Worth joined Coronation Street in 1974. She initially stated that she did not plan to leave the series, was happy with her character Gail's never-ending drama and that it was a job she loved. In an interview with GMTV in January 2010, Worth said she loved Gail's storylines and praised the writers for giving her some strong plots over the years, which she hoped would continue. On 9 June 2014, a one-off special about Worth, Gail & Me, aired on ITV. The 30-minute documentary celebrated Worth's 40 years as Gail. In June 2024, ITV announced that Worth had decided to leave Coronation Street after 50 years, with Gail set to make her departure from the soap later in the year. Following speculation regarding Gail's exit storyline, ITV bosses confirmed that she would have a "happy ending". Her last appearance aired on Christmas Day 2024. On 2 January 2025, Coronation Street series producer Iain MacLeod announced that he had a conversation with Worth, where she said that "there might be times in my future when I'll come back", adding that she would reprise her role if there is a big storyline involving the Platt family. On 20 November 2025, it was announced that Worth would make a guest appearance in a Christmas Day 2025 episode of Coronation Street.

==Personal life==
Worth has a house in London. She married actor Michael Angelis at Chelsea Register Office on 18 January 1991. Worth forgave Angelis when he admitted to an affair in 1995, but they divorced in 2001 after he had another affair with model Jennifer Khalastchi. Following this, it was mistakenly reported by The Sun newspaper that Worth was dating London restaurant owner Simon Hopkinson. Worth married Trevor Dawson, a primary school teacher, on 6 April 2013 at the St James's Church in London.

===Charity work===
Worth is a patron of the Born Free Foundation, an international wildlife charity working throughout the world to stop individual wild animal suffering and protect threatened species in the wild. She appeared on television fronting campaigns and joined them at the House of Commons in 2006, to speak about the proposed changes to the Animal Welfare Bill and campaign for the retirement of Anne, the UK's last remaining circus elephant.
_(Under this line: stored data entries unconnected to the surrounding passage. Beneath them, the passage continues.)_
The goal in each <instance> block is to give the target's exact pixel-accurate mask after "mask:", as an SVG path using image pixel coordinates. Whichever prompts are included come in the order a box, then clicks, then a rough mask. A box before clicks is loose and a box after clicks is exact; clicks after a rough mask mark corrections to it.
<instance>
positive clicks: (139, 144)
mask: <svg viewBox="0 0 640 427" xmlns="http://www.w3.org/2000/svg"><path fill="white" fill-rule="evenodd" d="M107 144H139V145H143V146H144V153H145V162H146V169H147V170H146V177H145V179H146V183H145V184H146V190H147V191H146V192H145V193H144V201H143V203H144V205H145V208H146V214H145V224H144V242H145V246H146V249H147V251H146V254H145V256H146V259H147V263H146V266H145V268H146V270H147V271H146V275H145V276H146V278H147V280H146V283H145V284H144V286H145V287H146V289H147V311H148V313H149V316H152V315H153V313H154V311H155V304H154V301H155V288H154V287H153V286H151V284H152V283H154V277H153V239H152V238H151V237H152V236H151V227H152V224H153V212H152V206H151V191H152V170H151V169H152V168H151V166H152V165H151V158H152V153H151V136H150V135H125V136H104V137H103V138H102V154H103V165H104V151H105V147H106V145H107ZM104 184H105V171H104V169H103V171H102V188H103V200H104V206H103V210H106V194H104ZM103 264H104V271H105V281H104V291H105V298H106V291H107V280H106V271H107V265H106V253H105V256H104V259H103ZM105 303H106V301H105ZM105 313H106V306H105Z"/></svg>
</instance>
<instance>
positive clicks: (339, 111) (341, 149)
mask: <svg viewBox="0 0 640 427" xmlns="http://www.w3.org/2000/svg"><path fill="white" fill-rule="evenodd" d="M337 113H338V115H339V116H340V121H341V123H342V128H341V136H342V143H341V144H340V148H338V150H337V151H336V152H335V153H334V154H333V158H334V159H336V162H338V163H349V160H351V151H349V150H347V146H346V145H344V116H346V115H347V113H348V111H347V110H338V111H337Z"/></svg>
She is a supporter of the charity ActionAid and has visited Sierra Leone in support of its work there.

==Filmography==

| Year | Title | Role | Notes |
|---|---|---|---|
| 1963 | Z-Cars | Maisie | Episode: "By the Book", credited as Helen Wiggleworth) |
| 1968 | Oliver! | Urchin | Uncredited |
| 1969 | The Prime of Miss Jean Brodie | Schoolgirl | Uncredited |
| 1969 | A Handful of Thieves | Rosie | Recurring role |
| 1970 | Confession | Cynthia | Episode: "Just as the Sun Was Rising" |
| 1970 | The Doctors | Elsie Gibbs |  |
| 1971 | Doctor Who | Mary Ashe | Colony in Space |
| 1971–1972 | Time of Your Life | Pauline Jackson | Main role |
| 1972 | The Strauss Family | Elsa | Episode: "Schanni" |
| 1973 | Helen: A Woman of Today | Mandy | 2 episodes |
| 1974 | Within These Walls | Betty | Episode: "The Group" |
| 1974 | ITV Sunday Night Theatre | Susan Pitt | Episode: "No Harm Done" |
| 1974 | The Carnforth Practice | Ann Pollock | Episode: "Undue Influence" |
| 1974–2025 | Coronation Street | Gail Platt | Regular role; 4,472 episodes |
| 1981 | Peter-No-Tail | Molly Silknose | Film |
| 2010 | East Street | Gail Platt | Charity crossover between Coronation Street and EastEnders |

==Awards and nominations==

| Year | Association | Category | Work | Result |
|---|---|---|---|---|
| 2006 | Inside Soap Awards | Outstanding Achievement Award | Coronation Street role as Gail Platt | Won |
| 2014 | British Soap Awards | Outstanding Achievement Award | Coronation Street as Gail Platt | Won |
| 2019 | British Soap Awards | Scene of the Year | Coronation Street as Gail Platt | Won |
| 2019 | BAFTA TV Awards | Must-See Moment | Coronation Street as Gail Platt | Nominated |

Worth has been honoured twice with the Outstanding Achievement Award at awards ceremonies for her performance as Gail in Coronation Street. In September 2006, Worth won the "Outstanding Achievement Award" at the Inside Soap Awards. Then, on 25 May 2014, Worth won the "Outstanding Achievement Award" at 2014 British Soap Awards. She also received the British Soap Award for Scene of the Year in 2019 for a monologue she performed, which was also nominated for a BAFTA TV Award.